To give users access to the console:

  1. Log in to the IBM Cloud Pak for AIOps console as an administrator with permissions to manage users.

  2. From the navigation menu, select Administration > Access control.

  3. From the Users tab, click Add user.

  4. Search for the user's profile information by entering one of the following details about the user:

    • Full name
    • Username
    • Email

    Limitations:

    • You cannot select a specific LDAP service to use for adding users. All connected LDAP services are searched for the specified user ID, username, or email.
    • You cannot use an external lookup service for finding and adding users from the LDAP service to IBM Cloud Pak for AIOps.
    • You need to know the user ID, user name, or email of a user within the connected LDAP service to find and add that user.

  5. Click Next.

  6. Set the platform access permissions for the user. Privileges on the platform are controlled by permissions. Users are granted permissions through role assignment. Users can be assigned roles directly or inherit roles from user groups that they are included within. Users within a user group inherit all roles and permissions that associated with the user group.

    Select either of the options to set permissions for the user:

    • Assign roles directly

      Select this option to directly assign one or more existing roles or create a role for the user.

      1. Optional. Create a new role to assign to the user.

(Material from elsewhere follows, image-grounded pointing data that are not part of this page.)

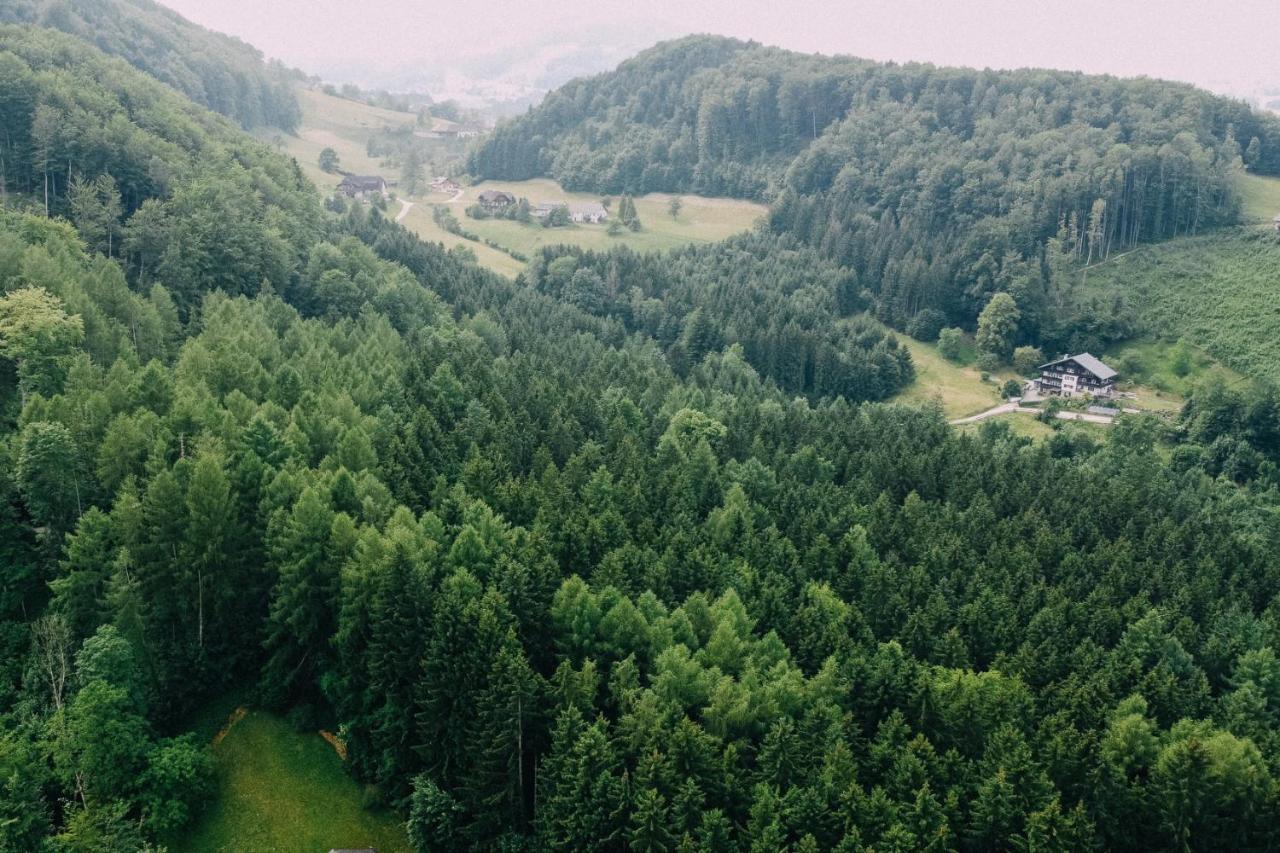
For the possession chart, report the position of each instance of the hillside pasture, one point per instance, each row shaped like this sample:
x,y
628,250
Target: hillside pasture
x,y
343,126
700,220
1260,197
1219,291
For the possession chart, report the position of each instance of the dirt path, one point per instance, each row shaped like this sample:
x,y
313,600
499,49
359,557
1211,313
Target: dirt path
x,y
237,715
1004,409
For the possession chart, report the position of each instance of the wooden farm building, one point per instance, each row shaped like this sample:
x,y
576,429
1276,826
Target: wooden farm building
x,y
1078,374
592,211
494,200
362,186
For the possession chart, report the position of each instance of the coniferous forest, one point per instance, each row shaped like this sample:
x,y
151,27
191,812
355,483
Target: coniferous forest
x,y
632,552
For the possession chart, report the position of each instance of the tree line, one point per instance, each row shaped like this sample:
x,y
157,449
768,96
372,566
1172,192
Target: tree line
x,y
568,575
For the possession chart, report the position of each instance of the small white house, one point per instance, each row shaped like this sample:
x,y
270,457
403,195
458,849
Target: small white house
x,y
592,213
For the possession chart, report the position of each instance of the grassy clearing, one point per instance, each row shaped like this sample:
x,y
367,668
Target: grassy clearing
x,y
283,790
423,223
700,219
1260,197
956,387
1220,292
343,126
1164,373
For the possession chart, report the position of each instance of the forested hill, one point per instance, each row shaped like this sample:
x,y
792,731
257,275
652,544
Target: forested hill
x,y
566,568
723,117
938,187
220,72
177,192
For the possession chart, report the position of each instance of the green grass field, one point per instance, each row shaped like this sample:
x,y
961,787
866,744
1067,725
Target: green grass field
x,y
279,790
346,127
1220,292
343,126
956,387
1260,197
423,223
700,219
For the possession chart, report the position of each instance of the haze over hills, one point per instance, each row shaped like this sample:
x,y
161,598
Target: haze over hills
x,y
220,72
315,534
498,80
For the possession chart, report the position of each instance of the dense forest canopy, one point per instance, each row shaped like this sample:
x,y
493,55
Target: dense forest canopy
x,y
937,186
179,194
219,72
620,555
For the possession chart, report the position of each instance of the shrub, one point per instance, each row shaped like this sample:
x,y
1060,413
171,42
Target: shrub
x,y
951,343
1027,359
926,324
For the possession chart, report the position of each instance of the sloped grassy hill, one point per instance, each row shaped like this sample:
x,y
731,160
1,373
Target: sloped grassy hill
x,y
1220,291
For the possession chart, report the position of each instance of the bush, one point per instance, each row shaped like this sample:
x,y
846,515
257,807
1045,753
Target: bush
x,y
926,324
951,343
1027,359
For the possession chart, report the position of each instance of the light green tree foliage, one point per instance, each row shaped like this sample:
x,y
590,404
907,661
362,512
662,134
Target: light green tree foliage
x,y
997,325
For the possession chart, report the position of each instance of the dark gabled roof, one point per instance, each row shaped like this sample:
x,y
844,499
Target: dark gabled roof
x,y
1087,361
362,182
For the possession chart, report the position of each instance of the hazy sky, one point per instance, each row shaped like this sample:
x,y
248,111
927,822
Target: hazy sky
x,y
1194,40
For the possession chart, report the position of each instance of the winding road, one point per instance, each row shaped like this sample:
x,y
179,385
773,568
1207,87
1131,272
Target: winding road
x,y
1004,409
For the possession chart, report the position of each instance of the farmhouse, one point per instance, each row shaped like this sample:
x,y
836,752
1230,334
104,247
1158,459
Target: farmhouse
x,y
362,186
1078,374
494,200
592,211
545,209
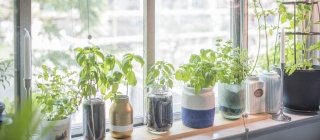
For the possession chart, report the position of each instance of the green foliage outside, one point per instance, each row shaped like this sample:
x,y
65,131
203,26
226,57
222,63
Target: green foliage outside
x,y
5,76
58,97
160,76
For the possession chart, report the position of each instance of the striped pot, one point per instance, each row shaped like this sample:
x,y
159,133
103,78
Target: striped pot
x,y
197,109
255,95
272,91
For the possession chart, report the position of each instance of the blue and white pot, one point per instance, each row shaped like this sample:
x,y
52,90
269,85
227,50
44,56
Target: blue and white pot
x,y
197,109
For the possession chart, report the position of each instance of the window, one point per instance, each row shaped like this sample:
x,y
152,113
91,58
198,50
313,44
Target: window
x,y
115,25
6,54
184,27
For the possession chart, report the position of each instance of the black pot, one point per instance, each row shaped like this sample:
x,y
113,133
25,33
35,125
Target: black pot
x,y
302,91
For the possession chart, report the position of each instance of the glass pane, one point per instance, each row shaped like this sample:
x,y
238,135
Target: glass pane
x,y
253,33
184,27
6,54
60,26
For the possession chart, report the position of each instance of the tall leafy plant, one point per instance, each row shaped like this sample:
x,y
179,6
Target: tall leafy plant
x,y
58,97
160,76
95,67
123,74
200,72
302,57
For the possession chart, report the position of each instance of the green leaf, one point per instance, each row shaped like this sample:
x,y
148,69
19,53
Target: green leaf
x,y
131,77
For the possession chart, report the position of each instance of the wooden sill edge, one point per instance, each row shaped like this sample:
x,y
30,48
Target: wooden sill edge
x,y
179,131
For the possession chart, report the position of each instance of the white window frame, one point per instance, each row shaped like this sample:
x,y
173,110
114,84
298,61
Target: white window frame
x,y
22,20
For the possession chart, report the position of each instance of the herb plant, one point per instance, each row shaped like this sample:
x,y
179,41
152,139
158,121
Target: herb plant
x,y
58,97
5,65
160,76
304,51
200,72
123,74
233,63
95,67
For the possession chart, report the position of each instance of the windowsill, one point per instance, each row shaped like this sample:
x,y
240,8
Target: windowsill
x,y
179,131
258,128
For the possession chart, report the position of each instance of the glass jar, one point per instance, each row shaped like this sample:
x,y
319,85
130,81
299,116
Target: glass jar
x,y
159,111
231,100
121,117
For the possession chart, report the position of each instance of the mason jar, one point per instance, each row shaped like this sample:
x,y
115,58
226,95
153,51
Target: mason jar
x,y
121,117
159,111
231,100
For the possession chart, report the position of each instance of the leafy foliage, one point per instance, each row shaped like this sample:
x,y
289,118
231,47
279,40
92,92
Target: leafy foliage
x,y
25,125
233,62
160,75
94,69
105,73
201,71
5,65
58,98
304,52
123,74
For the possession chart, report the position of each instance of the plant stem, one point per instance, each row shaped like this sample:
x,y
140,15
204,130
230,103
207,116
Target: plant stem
x,y
259,37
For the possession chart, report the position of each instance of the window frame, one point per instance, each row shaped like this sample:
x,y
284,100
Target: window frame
x,y
22,20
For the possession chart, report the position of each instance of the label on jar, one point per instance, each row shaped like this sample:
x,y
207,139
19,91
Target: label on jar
x,y
258,93
117,128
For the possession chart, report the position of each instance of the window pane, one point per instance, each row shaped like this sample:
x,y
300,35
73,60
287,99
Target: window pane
x,y
6,54
184,27
60,26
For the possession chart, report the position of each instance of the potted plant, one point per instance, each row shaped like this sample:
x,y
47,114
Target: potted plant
x,y
58,99
121,112
199,76
268,76
159,100
95,67
301,81
231,94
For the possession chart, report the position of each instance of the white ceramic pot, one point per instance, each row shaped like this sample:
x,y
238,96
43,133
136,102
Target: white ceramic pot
x,y
197,109
60,129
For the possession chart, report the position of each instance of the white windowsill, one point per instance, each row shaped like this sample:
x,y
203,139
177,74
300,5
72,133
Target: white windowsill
x,y
179,131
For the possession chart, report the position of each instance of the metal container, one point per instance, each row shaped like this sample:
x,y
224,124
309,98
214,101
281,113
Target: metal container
x,y
197,110
255,95
94,119
121,117
272,91
159,111
231,100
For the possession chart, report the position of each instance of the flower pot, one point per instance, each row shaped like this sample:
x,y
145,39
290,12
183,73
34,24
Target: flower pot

For more information about existing roles and permissions, or about creating a role, see Roles and permissions.

      2. Select the checkbox for each role that you want to assign to the user. If you created a new role for the user, you must still select the checkbox for that role.

      3. Click Next.

    • Add to user group

      Select this option to add a user to an existing user group or groups. For more information about user groups, including how to create a group, see Managing user groups.

      1. Select the checkbox for each user group or groups that you want to include the user within.

      2. Click Next.

  7. Review the Summary of the user profile, user groups, roles, and access. When finished, click Add.

What to do next

  • Edit the user details and roles, such as to add more roles or to add the user to a user group. When you are editing a user, you can complete the following changes:

    • View, add, and remove roles
    • View, add, and remove permissions
    • Add the user to a user group
    • Remove the user from a group
    • Change the user full name
    • Change the user email
    • Delete the user from IBM Cloud Pak for AIOps

    You can also add a user group, such as to add and manage roles for all users that you include in the group.

  • Login as the newly added user

    As a user directly added from the LDAP service or from an added user group, log in to the console and verify that the expected roles and permissions exist.

    Upon login, either your Home page or the Administrator panel is displayed. Users with an administrator role view the Administrator panel upon login, while all other users view their Home page. From the main navigation menu, browse through your available tools and pages to ensure that you can view the correct data and complete the tasks for your assigned permissions.